図1 JR東日本グループが目指す変革の方向性
リアルなフィールドで提供する多様なサービスとデジタルの融合を図り、仕事や暮らしをより豊かにする新たな価値を創造する。このサイクルを継続的に回すことで、サービスをスパイラルアップさせていく

オープンイノベーションでウェルビーイングなまちをつくる

 この方向性に沿って、2017年9月に設立した「モビリティ変革コンソーシアム」の活動もレベルとスピードを上げている。

 コンソーシアムが目指すのは「ひと、社会、地球を“やさしさ”で包み込むまち『WaaS(Well-being as a Service)』」を実現すること。「移動の価値、空間の価値を高め、都市・地方での生活を豊かなものにし、リアルとバーチャルの融合でその価値や豊かさを増幅させていきます」と入江氏は語る。

 ただし、これはJR東日本だけで実現できるものではない。大切なことは鉄道事業者の視点にとらわれない「オープンイノベーション」の創出である。そこで外部企業や有識者の視点を取り入れてアイデアを創出し、スピードと柔軟性を持ってアジャイル型で実証実験やプロトタイプ開発を進めている。「JR東日本の保有するデータやアセットを活用するほか、アイデアソンやハッカソンを実施し、実証実験施設も社外に提供しています。条件を定めず企業や大学などに幅広く参加を呼び掛けており、現在参画団体は140社を超えます」(入江氏)。

ポストコロナを見据え、案内AIや清掃ロボットを配備

 コンソーシアム内には未来の移動に関する価値を再定義する「Future Mobility WG」、ICT・データを活用した人中心のまちづくりを検討する「Future Lifestyle WG」、モビリティ変革に資する先進技術の活用を推進する「Future Technology WG」という3つのワーキンググループがあり、合計15のサブワーキンググループがそれぞれのテーマをもとにさまざまな活動を行っている。

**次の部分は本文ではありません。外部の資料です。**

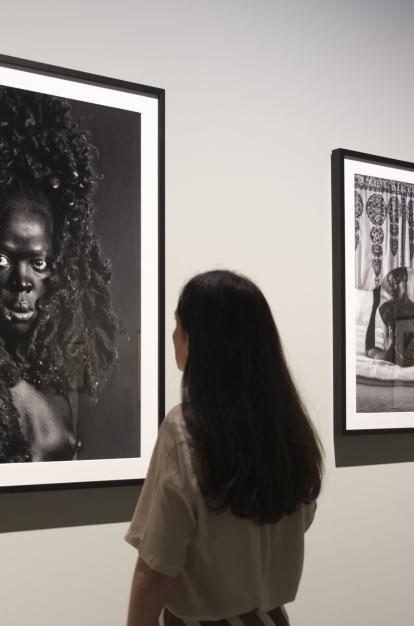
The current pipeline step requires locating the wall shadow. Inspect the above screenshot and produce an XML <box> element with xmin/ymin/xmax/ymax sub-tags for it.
<box><xmin>0</xmin><ymin>485</ymin><xmax>141</xmax><ymax>533</ymax></box>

 駅で働く案内AIやロボットの開発・実装はその1つ。労働人口の減少を見据えて業務を省力化するとともに、利用者ニーズの多様化に対応し、顧客価値の向上を図ることがその狙いだ。

 2018年12月から山手線を中心とした首都圏の駅で「案内AIみんなで育てようプロジェクト」を複数回にわたって実施。利用者の意見を反映するなど改良を重ね、2020年3月14日に開業した山手線・高輪ゲートウェイ駅で、デジタルサイネージ型や人型など4種類の案内AIを試行導入した。

 さらに、コロナ禍のニーズを踏まえ、赤外線センサーとカメラ技術を駆使した非接触タイプの案内AIを開発。実証実験を経たのち、2021年3月から海浜幕張駅、2021年4月から仙台駅、盛岡駅、新青森駅、秋田駅にてサービスインを果たしている。

 プロジェクトを振り返り、入江氏は次のように提言する。「案内AIの開発は、音声認識と意味認識が大きな関門になります。話したことが正しく理解されなかったり、求めることと違ったりする結果が提示されると、利用者のストレスになります。自律学習だけではなく、学習の結果は人によるチェックが不可欠です」。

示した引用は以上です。